When I was in third grade, our teacher asked for art project ideas that could become Mother's Day gifts. My mother loved to crochet and had taken to weaving colorful yarns around wire coat hangers to fairly spectacular effects…well, spectacular for the suburbs of Toledo, Ohio. So I immediately offered her up as a volunteer. We students would each select yarn colors that reflected our mothers' personalities, and my mom would work her magic.

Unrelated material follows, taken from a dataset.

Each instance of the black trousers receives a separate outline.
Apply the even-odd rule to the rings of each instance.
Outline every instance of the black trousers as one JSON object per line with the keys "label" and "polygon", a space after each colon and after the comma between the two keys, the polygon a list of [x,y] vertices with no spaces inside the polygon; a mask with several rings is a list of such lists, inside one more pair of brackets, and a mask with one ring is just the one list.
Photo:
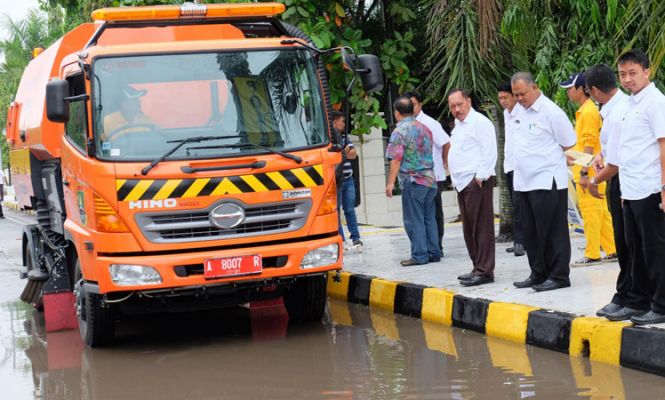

And she did without hesitation. For a month, our house was a sweatshop of yarn and wire. Twenty-two mothers reaped the fruits of her labor that year, and my mom proved, beyond all doubt, that she was the best mother of all. As if she somehow knew it would be her last Mother's Day to defend the title.

When my mother died eight months later, the Mama's boy in me died with her. I was defiant, distant, angry and alone. I was nine. It would be eight years before I said, "I love you" to anyone else. His name was Gary.

Never once did I think to blame or credit my mom for that moment of utmost clarity, when all the tiny fragments from 17 years of confusion and curiosity come together like pointillist color chips in a Seurat painting to the realization of, "Oh. Now everything makes sense. This is who I am."

If only my mom had been around. Not as a scapegoat. But maybe she would have warned me about the treacheries and cruelties of which some men are capable. Maybe she would have helped me to become a better one myself and spare a few boyfriends some pain in the process.

Instead, I found "surrogate moms," so to speak. Or, more likely, they found me. I am convinced there is a secret society of moms: special women gifted with that extraordinary ability to "mother." They are the ones who listen to their children and even their children's friends. They are moms who volunteer, who stop to help wounded or lost strays, who drop their change in jars by the cash register for needy children.

I like to think this secret society of moms all share the same knowing gaze the way gay men do. They meet in secret hideaways at the mall to trade secrets, recipes, anecdotes. And when one mother must leave her post, others step in to help.

I've been extraordinarily blessed with several moms. First, there's my Aunt Rita and my "Mama" Betty, who've known me since birth and have loved me like their own, even through the ornery period of my life we now refer to as "the butthole years."

Then there is Mary, my baking mom who never misses a birthday. And Linda, my Jewish mom who asks me who I'm dating and "do I need any money?" And then there's Sally and Bev and Patsy and Paula and Ellen and Kay and so many others, all moms with kids of their own, passing the invisible baton, tireless soldiers of love in the secret society.

These women are clearly different from my dad, who continues to love, but struggles to understand. They don't need an explanation. They are just blessed with this tremendous capacity to love without question.

It's the Friday before Mother's Day, and I'm on a business trip to my hometown of Toledo. An appointment has been cancelled, and I'm happy to grab lunch at my favorite restaurant. The owners are dear, dear friends, and there's even a sandwich named for me -- Chicken Club a la Larry.

The restaurant is packed, and I'm busily typing away on my laptop when I survey the crowd. Table after table of smartly dressed, neatly groomed young men having lunch with older smartly dressed, stylishly coiffed matriarchs: still beautiful and lively in conversation.

I marvel at the beauty of the scene and wonder if anyone else even realizes that the restaurant is virtually a sea of mothers and their gay sons. I am both moved and, to be perfectly honest, resentful.

My vision begins to blur, and that little lost boy of nine comes rushing back. "Oh, God. Don't cry. Not here. Not now." Suddenly, a generous slice of banana cream pie slides in front of me. A gift from my friend, Connie, the restaurant owner and another member of the secret society. She has evidently been watching me.

"I know," she says with a sympathetic smile. "This one's on me."

And somewhere, up in the Secret Society Clubhouse, I'd like to think my mom pauses from her canasta game with Patsy Cline to smile down on Connie and say, "Thanks. I owe ya one."